• Introduction The aim is to introduce you to data visualization with Python as concrete and as consistent as possible.


  • Speaking of consistency, because there is no best data visualization library available for Python - up to creating these labs - we have to introduce different libraries and show their benefits when we are discussing new visualization concepts.


  • Doing so, we hope to make students well-rounded with visualization libraries and concepts so that they are able to judge and decide on the best visualitzation technique and tool for a given problem and audience.


  • Please make sure that you have completed the prerequisites for this course, namely Python for Data Science and Data Analysis with Python, which are part of this specialization.


  • Note: The majority of the plots and visualizations will be generated using data stored in pandas dataframes. Therefore, in this lab, we provide a brief crash course on pandas.


  • However, if you are interested in learning more about the pandas library, detailed description and explanation of how to use it and how to clean, munge, and process data stored in a pandas dataframe are provided in our course Data Analysis with Python, which is also part of this specialization.


  • pandas is an essential data analysis toolkit for Python.


  • From their website: pandas is a Python package providing fast, flexible, and expressive data structures designed to make working with “relational” or “labeled” data both easy and intuitive.


  • It aims to be the fundamental high-level building block for doing practical, real world data analysis in Python.


  • The course heavily relies on pandas for data wrangling, analysis, and visualization.


  • We encourage you to spend some time and familizare yourself with the pandas API Reference: http://pandas.pydata.org/pandas-docs/stable/api.html.


  • Dataset Source: International migration flows to and from selected countries - The 2015 revision.


  • The dataset contains annual data on the flows of international immigrants as recorded by the countries of destination.


  • The data presents both inflows and outflows according to the place of birth, citizenship or place of previous / next residence both for foreigners and nationals.

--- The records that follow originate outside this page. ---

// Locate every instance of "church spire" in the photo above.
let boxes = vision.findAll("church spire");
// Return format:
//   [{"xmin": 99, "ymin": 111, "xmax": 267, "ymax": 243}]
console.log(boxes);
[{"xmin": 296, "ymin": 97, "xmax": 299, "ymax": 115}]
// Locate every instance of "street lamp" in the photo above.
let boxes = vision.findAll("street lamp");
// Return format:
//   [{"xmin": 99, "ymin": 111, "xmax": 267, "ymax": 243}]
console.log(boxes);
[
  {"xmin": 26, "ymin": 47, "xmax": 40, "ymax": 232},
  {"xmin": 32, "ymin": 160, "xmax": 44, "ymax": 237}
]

  • The current version presents data pertaining to 45 countries.


  • In this lab, we will focus on the Canadian immigration data.


  • The first thing we'll do is import two key data analysis modules: pandas and Numpy.


  • 
    import numpy as np  # useful for many scientific computing in Python
    import pandas as pd # primary data structure library
      
    
  • Let's download and import our primary Canadian Immigration dataset using pandas read_excel() method.


  • Normally, before we can do that, we would need to download a module which pandas requires to read in excel files. This module is xlrd.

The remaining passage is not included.